İsmail Kara‘nın Dergâh dergisinde (S.373, Mart 2021) çıkan “O abdesti kanla almak…” başlıklı yazısından şu cümleler:

(…) XIX. ve XX. yüzyılda önce “İslâm ve Bilim” konferansıyla-metniyle, sonra da İbn Rüşd çalışması üzerinden Müslüman aydınları ziyadesiyle etkilemiş olan meşhur Ernest Renan’ın aynı zamanda arkeologluk da yaptığını ve Lübnan’daki kazılarda topladığı tarihî eserleri Fransa’ya gönderdiğini (kaçırdığını) bilir misiniz? (…) İstidatlı genç arkeolog Massignon’un eline tesadüfen geçen parçalardan birinde bir yazı hakkedilmiştir. Ne ola ki bu!? Kısmetini arar gibi yahut fal bakarcasına dikkat kesiliyor. Siliyor, fırça ile, gömleğinin yeniyle temizliyor ve heyecanla hecelemeye, okumaya çalışıyor. Arapçası daha iyi olanlara, sahadaki hocalarına da soruyor… Issız dağbaşında bir sada, zifiri karanlıkta bir ışık hüzmesi gibi fakat peş peşe gelen mütereddit tarrâkalar hâlinde tecelli ediyor…

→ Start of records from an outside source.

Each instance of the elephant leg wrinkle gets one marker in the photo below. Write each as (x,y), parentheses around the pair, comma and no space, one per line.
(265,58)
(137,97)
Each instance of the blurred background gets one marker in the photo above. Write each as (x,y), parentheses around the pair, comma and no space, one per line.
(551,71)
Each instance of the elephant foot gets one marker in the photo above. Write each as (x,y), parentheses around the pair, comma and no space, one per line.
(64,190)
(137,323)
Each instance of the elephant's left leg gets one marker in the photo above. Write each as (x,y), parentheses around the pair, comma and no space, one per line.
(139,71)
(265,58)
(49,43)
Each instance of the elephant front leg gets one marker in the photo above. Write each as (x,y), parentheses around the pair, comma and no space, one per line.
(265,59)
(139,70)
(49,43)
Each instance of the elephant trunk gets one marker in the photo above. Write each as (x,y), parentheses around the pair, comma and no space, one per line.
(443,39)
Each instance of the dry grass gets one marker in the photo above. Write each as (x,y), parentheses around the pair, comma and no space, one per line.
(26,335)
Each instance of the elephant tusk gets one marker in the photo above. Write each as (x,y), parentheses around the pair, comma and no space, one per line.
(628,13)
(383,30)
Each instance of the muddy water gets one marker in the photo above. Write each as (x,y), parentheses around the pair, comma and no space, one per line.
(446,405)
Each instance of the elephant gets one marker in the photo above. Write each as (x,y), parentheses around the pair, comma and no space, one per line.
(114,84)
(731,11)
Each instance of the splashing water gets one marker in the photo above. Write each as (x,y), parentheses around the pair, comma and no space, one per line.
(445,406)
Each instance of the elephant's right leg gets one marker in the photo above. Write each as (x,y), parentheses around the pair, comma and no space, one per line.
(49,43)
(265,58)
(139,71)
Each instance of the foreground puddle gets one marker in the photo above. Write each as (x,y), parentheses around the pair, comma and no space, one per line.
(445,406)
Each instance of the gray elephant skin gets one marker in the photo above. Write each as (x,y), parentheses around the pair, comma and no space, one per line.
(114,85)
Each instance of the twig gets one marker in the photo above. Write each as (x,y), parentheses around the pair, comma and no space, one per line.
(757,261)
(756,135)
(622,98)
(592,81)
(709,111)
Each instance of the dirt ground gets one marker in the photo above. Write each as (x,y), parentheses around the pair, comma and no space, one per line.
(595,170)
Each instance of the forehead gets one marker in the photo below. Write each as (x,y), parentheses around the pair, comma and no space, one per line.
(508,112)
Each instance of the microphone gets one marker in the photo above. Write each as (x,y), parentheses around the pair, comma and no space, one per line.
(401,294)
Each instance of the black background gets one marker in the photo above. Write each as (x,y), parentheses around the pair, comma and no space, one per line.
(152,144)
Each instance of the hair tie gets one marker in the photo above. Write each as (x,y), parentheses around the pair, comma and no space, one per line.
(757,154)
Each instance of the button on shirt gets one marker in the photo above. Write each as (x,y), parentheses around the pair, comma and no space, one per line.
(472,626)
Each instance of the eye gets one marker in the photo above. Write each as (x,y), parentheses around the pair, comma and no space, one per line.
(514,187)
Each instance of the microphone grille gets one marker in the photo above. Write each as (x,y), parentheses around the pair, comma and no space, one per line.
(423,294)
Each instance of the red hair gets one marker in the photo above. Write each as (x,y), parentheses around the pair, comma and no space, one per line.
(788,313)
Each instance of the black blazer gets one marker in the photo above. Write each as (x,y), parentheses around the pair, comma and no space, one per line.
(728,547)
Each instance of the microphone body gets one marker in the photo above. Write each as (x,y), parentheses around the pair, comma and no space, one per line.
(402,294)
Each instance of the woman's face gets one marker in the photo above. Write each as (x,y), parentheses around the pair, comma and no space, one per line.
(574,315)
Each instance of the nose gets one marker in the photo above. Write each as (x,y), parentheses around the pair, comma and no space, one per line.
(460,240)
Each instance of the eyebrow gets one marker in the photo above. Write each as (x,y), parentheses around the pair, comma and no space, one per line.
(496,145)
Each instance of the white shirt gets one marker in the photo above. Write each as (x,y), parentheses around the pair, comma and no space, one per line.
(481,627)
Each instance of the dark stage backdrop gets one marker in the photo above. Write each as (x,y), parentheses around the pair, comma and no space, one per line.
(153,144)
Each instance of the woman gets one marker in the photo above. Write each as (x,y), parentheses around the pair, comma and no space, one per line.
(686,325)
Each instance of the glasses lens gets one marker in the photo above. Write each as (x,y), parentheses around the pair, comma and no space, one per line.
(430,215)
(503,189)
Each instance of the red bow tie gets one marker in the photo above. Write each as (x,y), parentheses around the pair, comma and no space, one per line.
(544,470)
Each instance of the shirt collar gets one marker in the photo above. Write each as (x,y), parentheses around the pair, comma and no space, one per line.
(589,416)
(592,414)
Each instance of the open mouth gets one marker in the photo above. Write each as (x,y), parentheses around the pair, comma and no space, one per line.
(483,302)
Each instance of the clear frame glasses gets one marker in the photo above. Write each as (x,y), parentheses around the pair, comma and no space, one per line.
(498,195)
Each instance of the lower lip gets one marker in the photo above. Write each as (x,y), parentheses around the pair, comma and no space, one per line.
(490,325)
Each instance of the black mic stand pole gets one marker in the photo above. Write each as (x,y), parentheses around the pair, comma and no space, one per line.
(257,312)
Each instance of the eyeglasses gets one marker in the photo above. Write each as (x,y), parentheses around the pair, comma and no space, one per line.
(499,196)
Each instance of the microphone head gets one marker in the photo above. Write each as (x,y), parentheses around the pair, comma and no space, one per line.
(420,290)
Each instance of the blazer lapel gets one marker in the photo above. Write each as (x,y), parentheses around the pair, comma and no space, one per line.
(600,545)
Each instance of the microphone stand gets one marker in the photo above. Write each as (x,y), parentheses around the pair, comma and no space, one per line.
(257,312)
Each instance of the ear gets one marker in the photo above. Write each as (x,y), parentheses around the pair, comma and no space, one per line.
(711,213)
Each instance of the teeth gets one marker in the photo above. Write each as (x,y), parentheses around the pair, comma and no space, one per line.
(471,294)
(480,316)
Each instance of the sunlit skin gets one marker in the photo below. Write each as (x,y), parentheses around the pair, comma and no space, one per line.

İbare meâlen şöyle: ‘İnsanı bir rekât namaz (bile) Allah’a ulaştırır, yeter ki abdesti kanla alınmış olsun…’ (Benim yıllarca önce okuduğum o meçhul yerde Arapça ibaresi yoktu, olsaydı bu müessir ibareyi herhâlde hemen kaydeder ve mutlaka ezberlerdim). (…) Kâmil Akdik merhumun sülüs istifiyle Arapça bir ibareydi ilk sayfaya yapıştırdığım: ‘Rek‘atâni fi’l-ışk lâyasıhhu vudûuhumâ illâ bi’d-dem’. Aşk (yolun)da iki rekât(lık namaz), abdestleri kan dışında bir şeyle asla sahih olmaz. Muhtemelen daha iyi tercümesi şöyle olmalı: ‘Abdesti kan dışında bir şeyle asla sahih olmayacak aşk (yolun)da iki rekât namaz’. Beni bir tarafıyla hayli zaman öncesine, bir yönüyle de bu yazıyı yazma kararına götüren hat, ibare bu… (…)

İsmail Kara: “Travma ile baş etmedik, travmaya alıştık.”

 

SERBESTİYET adına Gülsüm Ekinci 1 Mart 2021 günü İsmail Kara ile bir röportaj (https://serbestiyet.com/haberler/ismail-kara-hepimizin-kaybettiği- bir-yerde- islamcılar-sinandı-ve-kaybetti-demek-zugurt-tesellisi-52978/) gerçekleştirdi. Bu röportajdan bazı soruları ve bunlara İsmail Kara’nın verdiği cevapları alıntılayacağım. Böylece bu önemli röportajı kısmen de olsa alıntılayarak, böylesi konulara merak ve ilgi duyacakların nâçizâne haberdar edilmesine ve onları röportaj metninin tamamını okumaya yöneltmede mütevazı bir katkım olmasını amaçlamaktayım.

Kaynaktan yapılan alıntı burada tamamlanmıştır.